結局、昨夜は再び眠りの淵に落ちることはできなかった。
 朝を迎えると雷は止み、雨脚もだいぶ弱くなっていた。
 窓を開けて縁側に出てみる。細かな雨が降りしきる濡れた庭では、青葉から滴を落とす桃の木だけが立ち尽くしていた。門のほうを窺うが、叔父が帰ってくる気配はない。
 私は、なんだかひどく胸騒ぎをおぼえていた。それに、なんだろうか、土地全体がざわめいているようなこの空気……。

「お嬢ちゃん」

 周辺の様子をたしかめようと、家の敷地から少し出てみる。と、すぐさま近所の婦人が駆け寄ってきた。

「お嬢ちゃん、今は無闇に外をうろつかないほうがいいよ。ずいぶん大変なことになってるみたいだしね」

 訳知り顔の婦人に、思わず私は訊ねた。

「あの、大変なことって……?」
「なんだ知らないのかい? 昨夜、鴻洞会の用心棒が討たれたそうなんだよ」

 鴻洞会の、用心棒――。

「それで王桃先生が今……あっ、お嬢ちゃん!」

 考える間もなく、私は駆け出していた。
 泥濘の大地を靴が汚れるのもかまわず走り続ける。鼓動が嫌な音を刻み、次第に黒雲のように体中に広がっていく。
 この霧雨のせいか、それとも冷静な思考を欠いているせいか、周囲の景色が輪郭を歪めてしまってよく見えない。
 生まれ故郷からこの土地に来て、約四年。

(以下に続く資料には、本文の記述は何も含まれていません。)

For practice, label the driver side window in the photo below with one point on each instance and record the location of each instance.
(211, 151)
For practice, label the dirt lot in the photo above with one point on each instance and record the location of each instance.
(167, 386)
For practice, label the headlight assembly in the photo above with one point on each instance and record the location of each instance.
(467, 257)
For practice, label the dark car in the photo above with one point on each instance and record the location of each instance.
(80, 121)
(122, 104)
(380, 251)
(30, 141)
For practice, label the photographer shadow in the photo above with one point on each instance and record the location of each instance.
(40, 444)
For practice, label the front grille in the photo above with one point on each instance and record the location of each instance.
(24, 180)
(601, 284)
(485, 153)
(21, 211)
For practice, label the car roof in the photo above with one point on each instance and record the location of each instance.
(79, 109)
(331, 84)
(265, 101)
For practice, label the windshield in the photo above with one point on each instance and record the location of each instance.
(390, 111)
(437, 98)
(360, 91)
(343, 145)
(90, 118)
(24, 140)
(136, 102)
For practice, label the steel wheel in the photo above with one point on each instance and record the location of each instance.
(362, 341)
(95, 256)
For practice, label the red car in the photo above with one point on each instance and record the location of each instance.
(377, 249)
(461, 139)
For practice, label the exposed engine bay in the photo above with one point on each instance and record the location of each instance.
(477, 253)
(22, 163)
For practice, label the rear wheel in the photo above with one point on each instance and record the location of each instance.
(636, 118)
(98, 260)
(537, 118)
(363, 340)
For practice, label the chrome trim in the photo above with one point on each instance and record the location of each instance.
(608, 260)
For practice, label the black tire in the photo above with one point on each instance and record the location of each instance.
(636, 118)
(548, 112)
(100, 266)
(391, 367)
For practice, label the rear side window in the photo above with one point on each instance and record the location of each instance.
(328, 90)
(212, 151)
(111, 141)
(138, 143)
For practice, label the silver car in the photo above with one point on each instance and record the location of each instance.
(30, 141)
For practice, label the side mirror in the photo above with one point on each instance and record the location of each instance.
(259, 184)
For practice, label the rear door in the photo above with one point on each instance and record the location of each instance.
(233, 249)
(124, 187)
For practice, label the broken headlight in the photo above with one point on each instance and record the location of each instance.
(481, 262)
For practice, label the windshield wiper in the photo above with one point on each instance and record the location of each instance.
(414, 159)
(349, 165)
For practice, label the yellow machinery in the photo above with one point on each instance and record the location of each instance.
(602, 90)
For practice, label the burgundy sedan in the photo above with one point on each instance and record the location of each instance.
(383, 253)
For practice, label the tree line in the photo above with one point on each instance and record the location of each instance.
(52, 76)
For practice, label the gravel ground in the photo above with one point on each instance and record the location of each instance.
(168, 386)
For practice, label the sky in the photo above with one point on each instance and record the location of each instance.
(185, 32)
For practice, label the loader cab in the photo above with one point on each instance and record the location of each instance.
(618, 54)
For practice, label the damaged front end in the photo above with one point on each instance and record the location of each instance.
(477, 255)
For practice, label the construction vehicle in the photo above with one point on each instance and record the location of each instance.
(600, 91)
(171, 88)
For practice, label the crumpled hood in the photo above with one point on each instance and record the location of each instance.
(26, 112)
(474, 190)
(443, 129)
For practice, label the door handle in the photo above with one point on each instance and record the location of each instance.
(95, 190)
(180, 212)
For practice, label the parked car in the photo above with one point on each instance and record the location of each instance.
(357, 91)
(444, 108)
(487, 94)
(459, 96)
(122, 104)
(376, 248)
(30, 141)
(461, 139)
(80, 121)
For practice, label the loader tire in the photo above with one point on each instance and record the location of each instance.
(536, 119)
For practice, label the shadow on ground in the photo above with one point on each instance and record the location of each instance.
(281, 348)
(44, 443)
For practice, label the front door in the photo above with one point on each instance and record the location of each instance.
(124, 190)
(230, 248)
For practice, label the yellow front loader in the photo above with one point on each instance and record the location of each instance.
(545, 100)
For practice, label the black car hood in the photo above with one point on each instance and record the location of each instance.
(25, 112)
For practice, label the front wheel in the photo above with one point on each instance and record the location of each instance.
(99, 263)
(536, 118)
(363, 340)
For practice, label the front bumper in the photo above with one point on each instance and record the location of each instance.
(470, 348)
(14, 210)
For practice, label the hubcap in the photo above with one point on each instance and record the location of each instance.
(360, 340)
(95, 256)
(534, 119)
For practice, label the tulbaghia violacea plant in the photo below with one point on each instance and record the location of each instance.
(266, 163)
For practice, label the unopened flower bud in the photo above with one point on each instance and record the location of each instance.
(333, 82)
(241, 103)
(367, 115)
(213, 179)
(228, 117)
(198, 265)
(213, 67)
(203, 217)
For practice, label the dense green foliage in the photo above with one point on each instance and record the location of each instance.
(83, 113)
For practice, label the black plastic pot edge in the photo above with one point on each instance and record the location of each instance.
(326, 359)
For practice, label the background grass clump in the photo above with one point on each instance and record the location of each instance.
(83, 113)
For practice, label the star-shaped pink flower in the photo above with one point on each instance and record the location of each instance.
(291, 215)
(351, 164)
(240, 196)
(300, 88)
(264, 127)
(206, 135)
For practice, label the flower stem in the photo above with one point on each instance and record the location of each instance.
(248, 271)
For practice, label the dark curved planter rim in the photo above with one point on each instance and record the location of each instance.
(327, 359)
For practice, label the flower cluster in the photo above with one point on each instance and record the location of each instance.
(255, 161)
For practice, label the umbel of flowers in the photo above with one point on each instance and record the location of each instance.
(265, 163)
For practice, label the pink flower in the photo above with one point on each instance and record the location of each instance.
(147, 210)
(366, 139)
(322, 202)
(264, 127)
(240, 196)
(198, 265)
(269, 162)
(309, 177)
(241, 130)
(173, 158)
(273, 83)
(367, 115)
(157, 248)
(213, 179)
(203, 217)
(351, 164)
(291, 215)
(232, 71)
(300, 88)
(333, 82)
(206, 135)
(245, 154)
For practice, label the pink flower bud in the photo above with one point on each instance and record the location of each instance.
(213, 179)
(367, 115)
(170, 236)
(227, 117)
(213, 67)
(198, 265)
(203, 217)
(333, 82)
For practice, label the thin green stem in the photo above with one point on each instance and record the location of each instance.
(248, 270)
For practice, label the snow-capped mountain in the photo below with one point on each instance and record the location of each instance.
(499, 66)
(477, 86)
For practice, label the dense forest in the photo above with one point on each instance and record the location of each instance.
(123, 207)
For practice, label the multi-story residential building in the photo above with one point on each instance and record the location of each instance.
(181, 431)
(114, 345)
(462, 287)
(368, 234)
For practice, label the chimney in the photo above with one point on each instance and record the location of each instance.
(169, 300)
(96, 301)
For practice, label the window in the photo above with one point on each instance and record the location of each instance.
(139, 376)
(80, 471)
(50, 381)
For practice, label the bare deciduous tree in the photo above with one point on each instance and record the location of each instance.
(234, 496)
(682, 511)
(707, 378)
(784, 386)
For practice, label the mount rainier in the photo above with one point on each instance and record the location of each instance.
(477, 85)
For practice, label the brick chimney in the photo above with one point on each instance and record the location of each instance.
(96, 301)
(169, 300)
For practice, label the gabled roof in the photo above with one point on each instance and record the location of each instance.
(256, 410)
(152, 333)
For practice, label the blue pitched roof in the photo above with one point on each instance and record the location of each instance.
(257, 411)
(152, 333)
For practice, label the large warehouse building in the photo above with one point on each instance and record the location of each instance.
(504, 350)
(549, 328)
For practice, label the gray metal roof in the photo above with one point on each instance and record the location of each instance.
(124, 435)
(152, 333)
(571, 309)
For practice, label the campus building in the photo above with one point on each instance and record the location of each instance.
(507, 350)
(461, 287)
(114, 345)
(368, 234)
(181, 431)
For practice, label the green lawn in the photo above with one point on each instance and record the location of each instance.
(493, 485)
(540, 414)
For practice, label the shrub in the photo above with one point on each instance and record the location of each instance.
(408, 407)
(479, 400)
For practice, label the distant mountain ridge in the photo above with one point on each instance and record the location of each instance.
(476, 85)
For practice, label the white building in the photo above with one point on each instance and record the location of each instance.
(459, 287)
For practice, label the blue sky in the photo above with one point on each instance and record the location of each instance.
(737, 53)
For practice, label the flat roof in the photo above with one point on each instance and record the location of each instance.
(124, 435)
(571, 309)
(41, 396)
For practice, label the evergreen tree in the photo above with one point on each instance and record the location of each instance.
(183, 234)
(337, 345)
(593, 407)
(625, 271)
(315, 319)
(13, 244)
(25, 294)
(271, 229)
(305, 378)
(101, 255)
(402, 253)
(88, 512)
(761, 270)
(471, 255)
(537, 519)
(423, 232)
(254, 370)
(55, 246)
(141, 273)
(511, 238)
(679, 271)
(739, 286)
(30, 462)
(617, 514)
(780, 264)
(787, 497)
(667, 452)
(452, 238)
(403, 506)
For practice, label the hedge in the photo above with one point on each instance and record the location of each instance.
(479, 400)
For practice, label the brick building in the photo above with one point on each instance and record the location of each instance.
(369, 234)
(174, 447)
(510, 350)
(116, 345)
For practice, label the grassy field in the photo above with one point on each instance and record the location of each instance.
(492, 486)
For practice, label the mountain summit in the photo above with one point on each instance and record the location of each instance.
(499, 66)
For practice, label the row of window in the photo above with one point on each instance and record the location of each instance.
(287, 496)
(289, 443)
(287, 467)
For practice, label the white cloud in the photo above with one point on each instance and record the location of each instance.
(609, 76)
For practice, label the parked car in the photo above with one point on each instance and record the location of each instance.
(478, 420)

ほとんどあの家から外へ出たことがない私に、ろくな土地勘などなかった。私は一体どこを目指しているというのか。しかし足は止まらない。
 おさまらない、昨夜の遠雷のような胸騒ぎが――。

「……あっ」

 やがて視界の先に、見慣れた風貌の男性の姿をとらえた。私はすがる思いで駆け寄ってゆき、そして、足を止めた。
 ――叔父であった。
 憔悴を極めた様子の、たった一晩で別人のようにやつれてしまった叔父が呆然と私を見下ろし、白桃、と私の名を口にした。

「……おじ、さま……?」

 そう呼びながら、このとき私の目はもはや彼のことを見てはいなかった。
 上から下まで叔父の衣服にべったり付着した赤い血を、見ていたのだ。
 これは、誰の血――?

「……白桃、すまない……」

 やっとのことで絞り出したようなその声は、しかし雷鳴の響きのように強い衝撃をもって、私に告げたのだ。

「私は、彼を――」

 皓月くんを助けることができなかった、と。
 雨が檻のように降り注ぐ中、赤い鉄の匂いが私の鼻先をかすめた。